Третий момент заключался в том, что, занимая пост военного министра, Куропаткин проводил такую политику по своему ведомству, при котором на укрепление Порт-Артура выделялась лишь малая часть от тех средств, что исправно поступали армейцам на это дело. Из-за чего возведение фортификационных объектов и их вооружение шло с радикальным отставанием от графиков и планов…

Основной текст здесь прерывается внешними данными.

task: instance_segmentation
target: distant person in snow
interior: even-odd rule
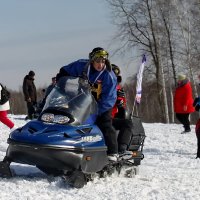
[[[181,133],[188,133],[190,129],[189,115],[194,112],[192,97],[192,87],[186,75],[178,75],[178,85],[174,95],[174,112],[176,118],[183,124],[184,131]]]
[[[42,92],[44,93],[44,98],[37,103],[36,116],[39,116],[40,113],[42,112],[42,109],[43,109],[43,107],[46,103],[46,98],[50,94],[52,89],[55,87],[55,85],[56,85],[56,77],[52,77],[51,78],[51,84],[47,87],[47,89],[42,90]]]
[[[34,77],[35,72],[29,71],[28,75],[24,77],[23,81],[23,93],[24,93],[24,100],[27,104],[27,111],[28,116],[26,119],[33,119],[35,114],[35,108],[34,106],[37,104],[37,93],[36,93],[36,87],[34,84]]]
[[[0,84],[0,100],[3,98],[1,95],[1,91],[2,91],[2,86]],[[9,100],[7,100],[5,103],[0,104],[0,121],[5,124],[6,126],[8,126],[11,131],[13,131],[14,129],[16,129],[14,123],[8,118],[7,116],[7,111],[10,110],[10,104],[9,104]]]
[[[62,76],[74,76],[87,79],[98,104],[96,124],[102,131],[108,148],[108,159],[117,161],[117,134],[112,126],[112,108],[117,97],[117,78],[108,60],[108,52],[101,47],[89,53],[89,59],[81,59],[60,69],[57,81]]]
[[[55,85],[56,85],[56,77],[52,77],[51,84],[45,90],[45,98],[50,94],[51,90],[55,87]]]
[[[199,85],[200,85],[200,74],[198,76],[199,79]],[[195,110],[199,112],[200,116],[200,96],[195,98],[193,106],[195,107]],[[196,137],[197,137],[197,156],[196,158],[200,158],[200,118],[198,119],[195,127]]]

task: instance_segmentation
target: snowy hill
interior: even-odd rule
[[[24,116],[10,115],[17,126]],[[61,178],[48,177],[32,166],[12,164],[18,175],[0,178],[0,199],[16,200],[199,200],[200,159],[196,156],[196,136],[181,135],[179,124],[143,124],[147,138],[139,175],[134,178],[95,179],[82,189],[64,184]],[[9,129],[0,123],[0,160],[5,156]]]

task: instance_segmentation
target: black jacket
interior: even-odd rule
[[[24,77],[23,93],[24,93],[25,101],[31,98],[32,102],[37,102],[37,92],[36,92],[36,87],[34,84],[34,79],[30,77],[29,75],[26,75]]]

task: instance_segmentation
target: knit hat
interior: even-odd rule
[[[179,74],[178,75],[178,81],[183,81],[185,79],[186,79],[186,75],[184,75],[184,74]]]
[[[28,73],[28,75],[29,75],[29,76],[35,76],[35,72],[34,72],[34,71],[30,71],[30,72]]]

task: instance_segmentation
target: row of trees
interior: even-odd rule
[[[145,73],[144,77],[148,75]],[[162,104],[160,104],[159,99],[157,98],[157,83],[152,80],[151,82],[148,79],[143,79],[143,93],[141,104],[135,105],[134,107],[134,98],[135,98],[135,88],[136,88],[136,78],[130,77],[124,85],[127,99],[128,99],[128,107],[129,111],[131,111],[134,107],[134,114],[139,113],[144,122],[154,123],[154,122],[165,122],[165,118],[163,116],[163,108]],[[200,87],[199,87],[200,89]],[[169,87],[167,87],[167,94],[171,94]],[[199,91],[200,92],[200,91]],[[168,95],[167,105],[172,108],[173,107],[173,96]],[[42,100],[44,97],[44,92],[42,88],[37,90],[38,101]],[[11,109],[10,112],[12,114],[26,114],[26,102],[24,101],[24,95],[22,91],[11,91],[11,99],[10,99]],[[172,109],[169,109],[170,122],[175,122],[174,113]],[[196,123],[198,118],[198,113],[193,113],[191,115],[191,122],[193,124]],[[177,121],[176,121],[177,122]]]
[[[118,28],[116,52],[146,54],[141,114],[147,121],[174,122],[173,91],[184,73],[197,96],[200,58],[199,0],[106,0]],[[134,94],[134,77],[126,82]],[[133,102],[133,96],[130,97]],[[147,117],[148,116],[148,117]],[[196,118],[196,117],[195,117]]]

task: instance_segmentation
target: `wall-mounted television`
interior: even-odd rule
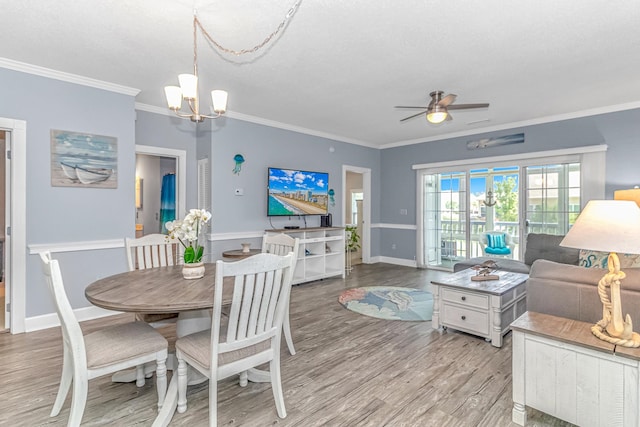
[[[326,215],[329,174],[269,168],[268,216]]]

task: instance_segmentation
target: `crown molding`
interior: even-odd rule
[[[163,116],[176,117],[173,111],[168,108],[156,107],[155,105],[142,104],[140,102],[136,102],[135,104],[136,110],[147,111],[149,113],[162,114]],[[243,122],[255,123],[258,125],[269,126],[272,128],[288,130],[291,132],[298,132],[305,135],[317,136],[320,138],[331,139],[334,141],[346,142],[348,144],[362,145],[369,148],[379,148],[375,144],[371,144],[365,141],[360,141],[357,139],[346,138],[340,135],[333,135],[326,132],[320,132],[313,129],[307,129],[304,127],[294,126],[287,123],[277,122],[275,120],[263,119],[261,117],[251,116],[249,114],[238,113],[235,111],[227,110],[225,113],[225,117],[229,117],[230,119],[242,120]]]
[[[33,74],[40,77],[47,77],[50,79],[61,80],[63,82],[107,90],[109,92],[121,93],[123,95],[136,96],[140,93],[140,89],[96,80],[90,77],[83,77],[77,74],[65,73],[64,71],[39,67],[37,65],[14,61],[13,59],[8,58],[0,58],[0,68],[7,68],[9,70],[20,71],[22,73]]]
[[[560,121],[563,121],[563,120],[578,119],[578,118],[589,117],[589,116],[597,116],[597,115],[600,115],[600,114],[615,113],[615,112],[618,112],[618,111],[633,110],[633,109],[636,109],[636,108],[640,108],[640,101],[629,102],[629,103],[626,103],[626,104],[608,105],[606,107],[591,108],[591,109],[588,109],[588,110],[575,111],[575,112],[566,113],[566,114],[555,114],[555,115],[552,115],[552,116],[538,117],[538,118],[535,118],[535,119],[523,120],[523,121],[520,121],[520,122],[505,123],[505,124],[502,124],[502,125],[487,126],[487,127],[482,127],[482,128],[475,128],[473,130],[466,130],[466,131],[452,132],[452,133],[447,133],[447,134],[442,134],[442,135],[430,136],[428,138],[411,139],[411,140],[407,140],[407,141],[398,141],[398,142],[393,142],[393,143],[390,143],[390,144],[383,144],[383,145],[379,146],[378,148],[384,150],[386,148],[395,148],[395,147],[402,147],[404,145],[421,144],[423,142],[442,141],[442,140],[445,140],[445,139],[458,138],[458,137],[461,137],[461,136],[471,136],[471,135],[478,135],[478,134],[481,134],[481,133],[488,133],[488,132],[496,132],[496,131],[501,131],[501,130],[506,130],[506,129],[514,129],[514,128],[521,128],[521,127],[525,127],[525,126],[540,125],[540,124],[544,124],[544,123],[560,122]]]

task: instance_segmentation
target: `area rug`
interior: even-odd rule
[[[433,313],[430,292],[394,286],[348,289],[338,297],[348,310],[387,320],[427,321]]]

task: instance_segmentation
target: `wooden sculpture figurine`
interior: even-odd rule
[[[500,276],[498,276],[497,274],[491,274],[493,270],[496,269],[496,266],[496,262],[491,260],[485,261],[482,264],[474,265],[473,267],[471,267],[471,269],[476,271],[476,275],[471,276],[471,280],[473,280],[474,282],[481,282],[485,280],[500,279]]]
[[[591,327],[591,332],[601,340],[623,347],[640,347],[640,334],[633,332],[631,316],[622,318],[620,280],[626,274],[620,271],[620,259],[615,252],[608,258],[609,272],[598,282],[598,295],[602,301],[602,320]],[[611,289],[611,299],[607,294]]]

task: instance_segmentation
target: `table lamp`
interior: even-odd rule
[[[560,246],[609,252],[608,273],[598,282],[602,320],[591,327],[601,340],[623,347],[640,347],[631,316],[622,317],[620,271],[617,253],[640,253],[640,208],[626,200],[592,200],[582,210]],[[607,290],[609,288],[609,291]]]
[[[636,185],[629,190],[616,190],[613,192],[615,200],[631,200],[640,206],[640,188]]]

Все это наводит на определенные мысли.
Я не знаю, что там произошло на самом деле. Но рискну предположить, что некая оппозиционная группа в элитах страны, вроде той, что организовала и провела Февральскую революцию 1917 года, пыталась это сделать еще в 1904–1905 годах. Куропаткин же, как один из наиболее высокопоставленных военных чиновников России, был с этим как-то сопричастен. Ведь только в его руках была возможность превратить «маленькую победоносную войну» в национальную трагедию. Зачем? Сложно сказать. Своих финансовых выгод в этом деле он не имел…
Внесем же коррективу в этот изгиб истории и добавим Куропаткину понимания последствий его поступков. Одарим Алексея Николаевича своего рода одержимостью «нечистой силой», то есть наглым и циничным соотечественником из наших дней.